I am new to Hadoop Mapreduce. I have a requirement where lets say I want to find the student name with highest mark. Consider the sample dataset

Harry Maths 80

Harry Physics 67

Daisy Science 89

Daisy Physics 90

Greg Maths 70

Greg Chemistry 79

I know that reducer iterates over each of the unique key, hence I am going to get 3 output key value pairs with name and total marks. But I need the name of the student with the total highest mark ie. Reducer output -> Daisy 179

Following is the reduce function I have written :

 static int maxMark = 0;
 static Text name = new Text();
 public static class Reduce extends MapReduceBase implements
        Reducer<Text, IntWritable, Text, IntWritable> {

    public void reduce(Text key, Iterator<IntWritable> values, 
    OutputCollector<Text, IntWritable> output, Reporter reporter) throws IOException{
   int totalMarks = 0;
   while(values.hasNext())
   {
      totalMarks+=values.next().get();
   }    
   if (totalMarks > maxMark){
      maxMark = totalMarks;
      name = key;
          output.collect(name, new IntWritable(maxMark));
   }

}

But this logic is going to output the previously saved student's name and mark as well! I can solve this problem if I know the number of input keys to the reducer before the reducer is even called, so that when the reducer iterates over the last key (name), I can call output.collect(name, new IntWritable(maxMark)); once..

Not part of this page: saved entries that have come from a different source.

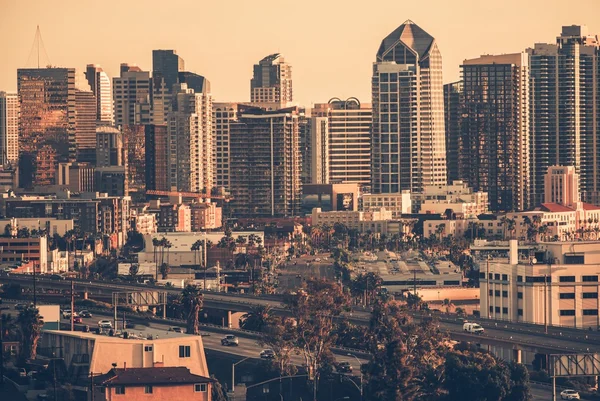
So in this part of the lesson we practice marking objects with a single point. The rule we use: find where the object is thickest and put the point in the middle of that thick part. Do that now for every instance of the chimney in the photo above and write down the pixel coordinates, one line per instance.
(513, 253)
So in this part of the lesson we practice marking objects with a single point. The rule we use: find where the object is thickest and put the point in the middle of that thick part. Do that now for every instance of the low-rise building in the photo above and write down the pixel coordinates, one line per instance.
(398, 204)
(558, 284)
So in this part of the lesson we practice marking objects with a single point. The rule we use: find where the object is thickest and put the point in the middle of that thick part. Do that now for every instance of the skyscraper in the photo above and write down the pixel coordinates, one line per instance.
(341, 142)
(271, 84)
(564, 84)
(453, 104)
(265, 163)
(494, 155)
(190, 141)
(101, 87)
(47, 121)
(167, 63)
(132, 96)
(9, 128)
(408, 145)
(85, 126)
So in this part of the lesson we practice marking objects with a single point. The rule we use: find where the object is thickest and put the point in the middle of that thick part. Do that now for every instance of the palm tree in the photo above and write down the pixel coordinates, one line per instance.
(30, 328)
(259, 317)
(192, 301)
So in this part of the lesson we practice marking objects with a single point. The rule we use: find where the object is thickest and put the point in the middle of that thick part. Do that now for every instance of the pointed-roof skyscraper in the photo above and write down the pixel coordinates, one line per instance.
(408, 142)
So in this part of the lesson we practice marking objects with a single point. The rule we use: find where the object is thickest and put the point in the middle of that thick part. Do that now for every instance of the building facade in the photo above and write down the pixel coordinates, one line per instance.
(265, 163)
(408, 141)
(341, 142)
(9, 128)
(495, 129)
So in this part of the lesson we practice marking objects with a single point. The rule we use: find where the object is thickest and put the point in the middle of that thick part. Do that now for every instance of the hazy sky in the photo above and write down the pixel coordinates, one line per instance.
(331, 44)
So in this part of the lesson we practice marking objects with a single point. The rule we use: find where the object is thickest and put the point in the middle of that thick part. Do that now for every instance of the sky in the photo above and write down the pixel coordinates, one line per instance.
(331, 44)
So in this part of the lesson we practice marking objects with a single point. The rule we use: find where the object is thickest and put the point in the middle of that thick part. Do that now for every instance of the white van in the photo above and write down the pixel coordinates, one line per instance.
(473, 328)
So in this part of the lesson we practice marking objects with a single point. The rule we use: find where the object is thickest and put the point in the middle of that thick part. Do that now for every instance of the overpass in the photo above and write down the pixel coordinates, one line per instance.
(516, 336)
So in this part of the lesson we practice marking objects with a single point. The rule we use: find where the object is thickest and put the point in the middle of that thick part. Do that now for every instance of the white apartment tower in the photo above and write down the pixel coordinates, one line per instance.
(341, 142)
(101, 87)
(408, 141)
(9, 128)
(191, 156)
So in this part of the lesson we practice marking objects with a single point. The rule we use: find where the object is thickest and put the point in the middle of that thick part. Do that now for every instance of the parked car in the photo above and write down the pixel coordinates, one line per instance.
(344, 367)
(105, 324)
(230, 339)
(569, 395)
(267, 354)
(473, 328)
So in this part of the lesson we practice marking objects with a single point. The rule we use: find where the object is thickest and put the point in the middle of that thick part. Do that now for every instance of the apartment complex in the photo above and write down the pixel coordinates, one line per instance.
(271, 83)
(558, 285)
(9, 128)
(408, 139)
(102, 89)
(564, 86)
(341, 142)
(265, 163)
(46, 123)
(495, 129)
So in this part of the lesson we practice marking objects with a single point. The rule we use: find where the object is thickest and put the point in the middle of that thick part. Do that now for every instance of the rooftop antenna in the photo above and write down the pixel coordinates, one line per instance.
(38, 44)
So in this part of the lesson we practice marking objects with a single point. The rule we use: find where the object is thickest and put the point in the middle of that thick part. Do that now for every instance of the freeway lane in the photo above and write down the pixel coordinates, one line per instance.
(557, 340)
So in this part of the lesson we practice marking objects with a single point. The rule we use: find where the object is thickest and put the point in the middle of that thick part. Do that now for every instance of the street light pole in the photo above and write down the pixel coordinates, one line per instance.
(359, 368)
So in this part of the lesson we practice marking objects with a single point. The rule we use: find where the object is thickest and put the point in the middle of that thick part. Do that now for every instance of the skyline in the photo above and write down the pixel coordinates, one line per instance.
(226, 61)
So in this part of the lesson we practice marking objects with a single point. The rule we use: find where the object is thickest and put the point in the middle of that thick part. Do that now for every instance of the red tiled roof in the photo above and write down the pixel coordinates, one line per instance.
(554, 208)
(589, 206)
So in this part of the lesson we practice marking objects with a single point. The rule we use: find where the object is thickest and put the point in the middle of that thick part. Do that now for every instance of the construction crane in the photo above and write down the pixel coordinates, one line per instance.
(194, 195)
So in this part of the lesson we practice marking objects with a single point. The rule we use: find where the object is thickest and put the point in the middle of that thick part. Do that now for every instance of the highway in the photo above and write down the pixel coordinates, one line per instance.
(529, 337)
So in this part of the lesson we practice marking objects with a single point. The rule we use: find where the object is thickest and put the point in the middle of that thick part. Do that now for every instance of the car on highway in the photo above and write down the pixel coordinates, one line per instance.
(229, 340)
(569, 395)
(267, 354)
(105, 324)
(344, 367)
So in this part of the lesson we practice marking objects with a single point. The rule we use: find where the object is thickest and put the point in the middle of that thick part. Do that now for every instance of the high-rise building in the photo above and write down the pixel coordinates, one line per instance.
(271, 84)
(265, 163)
(85, 126)
(224, 114)
(341, 142)
(47, 121)
(190, 141)
(156, 156)
(168, 64)
(408, 140)
(453, 104)
(9, 128)
(101, 87)
(132, 96)
(494, 154)
(564, 127)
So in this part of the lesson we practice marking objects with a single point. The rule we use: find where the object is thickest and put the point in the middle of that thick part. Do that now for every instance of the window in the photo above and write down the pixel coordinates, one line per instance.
(200, 388)
(184, 351)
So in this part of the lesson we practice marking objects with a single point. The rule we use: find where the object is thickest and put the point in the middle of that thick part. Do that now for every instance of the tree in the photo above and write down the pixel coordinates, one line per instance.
(257, 319)
(30, 328)
(192, 301)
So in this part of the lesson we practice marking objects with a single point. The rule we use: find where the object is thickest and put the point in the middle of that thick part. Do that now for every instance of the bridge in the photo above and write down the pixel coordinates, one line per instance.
(509, 335)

So, is there a way to find the number of input keys to the reducer? Or else, what are the other alternatives to get one single output from reducer?

1

1 Answers

2
votes

You need two map reduce jobs. The first will total up the marks by name, irrespective of group. Then you can run a job with a mapper that turns the keys and values around, so the key is the sum of marks from the previous step, making sure to use a descending comparator. Configure this job to use only a single reducer task and it can flag itself to ignore all but the first call to reduce.